Ecthyma gangrenosum affects all age groups and genders. Immunocompromised individuals are particularly susceptible to developing this condition, with up to 62% to 75% of affected individuals having an underlying immunodeficiency.[1][8] EG is also known to occur in otherwise healthy immunocompetent individuals.[9] Common predisposing conditions include neutropenia, leukemia, multiple myeloma, diabetes mellitus, malnutrition, and extensive burn wounds.[1][5][7][10][11]

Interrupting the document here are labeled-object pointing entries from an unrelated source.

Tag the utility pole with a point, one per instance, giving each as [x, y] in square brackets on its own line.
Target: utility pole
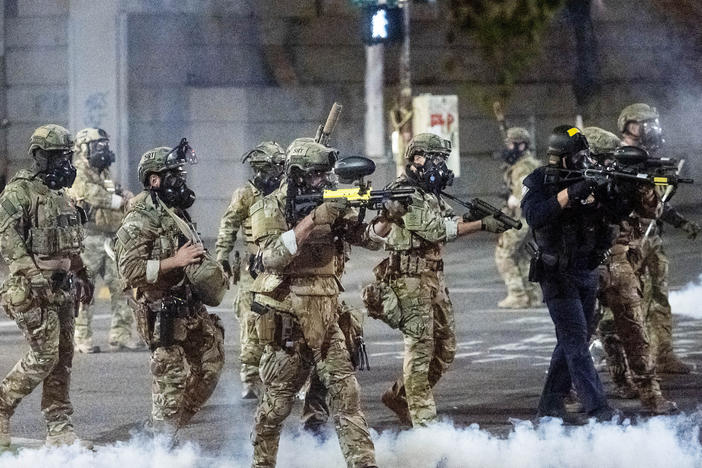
[401, 114]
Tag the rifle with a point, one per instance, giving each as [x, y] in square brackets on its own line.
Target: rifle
[324, 132]
[350, 169]
[479, 209]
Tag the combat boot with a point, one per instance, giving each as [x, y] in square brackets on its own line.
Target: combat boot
[5, 438]
[65, 438]
[398, 407]
[669, 363]
[518, 300]
[652, 399]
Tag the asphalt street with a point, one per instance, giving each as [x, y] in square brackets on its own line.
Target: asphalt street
[498, 373]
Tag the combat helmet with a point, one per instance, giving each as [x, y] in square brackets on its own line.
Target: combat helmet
[50, 137]
[427, 143]
[164, 158]
[264, 154]
[638, 112]
[600, 140]
[306, 155]
[518, 135]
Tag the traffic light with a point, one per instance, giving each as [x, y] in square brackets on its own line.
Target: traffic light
[381, 24]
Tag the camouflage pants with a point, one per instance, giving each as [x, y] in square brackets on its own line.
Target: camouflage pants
[512, 261]
[185, 374]
[622, 294]
[284, 372]
[653, 275]
[49, 332]
[251, 349]
[428, 327]
[99, 264]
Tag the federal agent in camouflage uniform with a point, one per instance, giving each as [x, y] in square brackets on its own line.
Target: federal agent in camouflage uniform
[158, 253]
[623, 330]
[410, 292]
[40, 240]
[639, 126]
[296, 296]
[267, 161]
[511, 257]
[104, 204]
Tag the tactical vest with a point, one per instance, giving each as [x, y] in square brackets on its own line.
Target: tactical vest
[56, 226]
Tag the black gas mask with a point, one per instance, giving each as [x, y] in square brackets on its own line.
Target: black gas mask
[99, 155]
[174, 191]
[267, 177]
[511, 155]
[651, 135]
[54, 168]
[434, 175]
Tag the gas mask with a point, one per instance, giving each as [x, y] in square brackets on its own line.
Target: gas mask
[512, 154]
[173, 190]
[651, 135]
[434, 175]
[99, 155]
[54, 168]
[267, 177]
[580, 160]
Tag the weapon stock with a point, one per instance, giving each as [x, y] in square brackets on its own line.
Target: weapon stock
[324, 132]
[480, 209]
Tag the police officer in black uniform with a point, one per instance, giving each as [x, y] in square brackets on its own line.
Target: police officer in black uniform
[571, 221]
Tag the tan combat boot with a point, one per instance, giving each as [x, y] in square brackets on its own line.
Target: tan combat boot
[65, 438]
[5, 438]
[652, 399]
[517, 300]
[669, 363]
[398, 407]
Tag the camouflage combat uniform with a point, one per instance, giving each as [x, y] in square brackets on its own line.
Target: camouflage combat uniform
[415, 299]
[298, 295]
[511, 257]
[235, 218]
[95, 191]
[40, 240]
[184, 374]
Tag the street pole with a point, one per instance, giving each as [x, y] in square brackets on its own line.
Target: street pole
[402, 113]
[374, 130]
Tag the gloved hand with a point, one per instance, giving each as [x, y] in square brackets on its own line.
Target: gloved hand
[40, 285]
[492, 224]
[329, 211]
[85, 289]
[581, 190]
[393, 210]
[691, 228]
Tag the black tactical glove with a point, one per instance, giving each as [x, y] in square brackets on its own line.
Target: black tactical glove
[393, 210]
[492, 224]
[85, 289]
[581, 190]
[329, 211]
[691, 228]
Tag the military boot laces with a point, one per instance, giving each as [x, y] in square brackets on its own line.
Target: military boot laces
[5, 438]
[66, 438]
[653, 400]
[398, 407]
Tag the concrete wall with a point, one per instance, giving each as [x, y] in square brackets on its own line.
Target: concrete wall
[228, 74]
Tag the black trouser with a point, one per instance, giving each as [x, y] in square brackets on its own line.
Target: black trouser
[570, 298]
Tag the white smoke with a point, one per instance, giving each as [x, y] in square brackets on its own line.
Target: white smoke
[660, 441]
[688, 301]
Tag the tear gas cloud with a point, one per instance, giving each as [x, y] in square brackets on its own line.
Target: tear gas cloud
[688, 301]
[660, 441]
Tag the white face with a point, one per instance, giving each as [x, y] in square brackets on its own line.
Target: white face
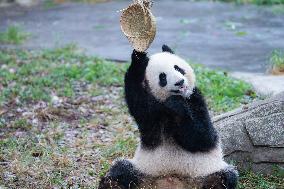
[168, 74]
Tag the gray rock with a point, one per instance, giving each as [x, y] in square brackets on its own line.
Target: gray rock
[253, 136]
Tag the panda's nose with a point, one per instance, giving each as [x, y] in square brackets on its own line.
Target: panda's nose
[179, 83]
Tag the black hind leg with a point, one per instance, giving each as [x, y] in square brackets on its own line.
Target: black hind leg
[225, 179]
[122, 175]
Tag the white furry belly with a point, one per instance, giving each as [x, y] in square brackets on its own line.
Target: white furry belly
[171, 159]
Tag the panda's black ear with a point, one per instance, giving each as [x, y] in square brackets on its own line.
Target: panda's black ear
[139, 56]
[166, 48]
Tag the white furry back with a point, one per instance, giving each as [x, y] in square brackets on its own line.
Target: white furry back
[171, 159]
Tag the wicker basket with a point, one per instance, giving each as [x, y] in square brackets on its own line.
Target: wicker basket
[139, 25]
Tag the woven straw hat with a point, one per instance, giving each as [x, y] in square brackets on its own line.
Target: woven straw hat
[139, 25]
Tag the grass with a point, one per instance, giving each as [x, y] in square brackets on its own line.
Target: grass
[276, 62]
[248, 179]
[257, 2]
[13, 35]
[63, 118]
[33, 76]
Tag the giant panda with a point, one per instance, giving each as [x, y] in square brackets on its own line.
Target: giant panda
[176, 134]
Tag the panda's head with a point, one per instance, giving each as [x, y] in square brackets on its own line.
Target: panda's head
[167, 75]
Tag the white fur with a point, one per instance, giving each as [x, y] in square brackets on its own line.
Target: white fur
[164, 63]
[170, 159]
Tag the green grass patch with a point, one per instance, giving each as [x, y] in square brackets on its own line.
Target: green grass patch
[13, 35]
[223, 92]
[257, 2]
[34, 76]
[276, 62]
[248, 179]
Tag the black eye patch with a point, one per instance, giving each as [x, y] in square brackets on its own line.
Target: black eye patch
[163, 79]
[179, 69]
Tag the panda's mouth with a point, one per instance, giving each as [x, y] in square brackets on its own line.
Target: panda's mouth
[181, 90]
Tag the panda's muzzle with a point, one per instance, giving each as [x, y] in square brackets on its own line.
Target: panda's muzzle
[179, 83]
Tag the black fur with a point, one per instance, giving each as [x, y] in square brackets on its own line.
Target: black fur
[185, 120]
[122, 175]
[166, 48]
[163, 79]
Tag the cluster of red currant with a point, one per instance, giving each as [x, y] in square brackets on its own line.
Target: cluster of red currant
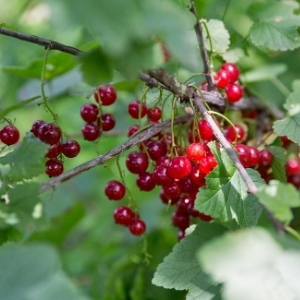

Ecthyma gangrenosum is separated into bacteremic and non-bacteremic forms.[7] The bacteremic form of EG is more common than the non-bacteremic form.[1] With bacteremia, the causative organism is spread hematogenously to the capillaries and invades the media and adventitia of arteries and veins. Perivascular invasion ultimately leads to ischemic necrosis of the surrounding skin.[12] In the non-bacteremic form, the lesions develop at the location of direct inoculation into the epidermis. Virulence toxins and enzymes produced by P. aeruginosa, such as exotoxin A, elastase, and phospholipase C, cause skin and vascular destruction.[8] Multi-drug resistance of P. aeruginosa has increased substantially in recent years, making treatment more challenging. Resistance mechanisms include decreased permeability (biofilm formation), antibiotic efflux pumps, antibiotic inactivating mechanisms, and antibiotic target site mutations.[12][13]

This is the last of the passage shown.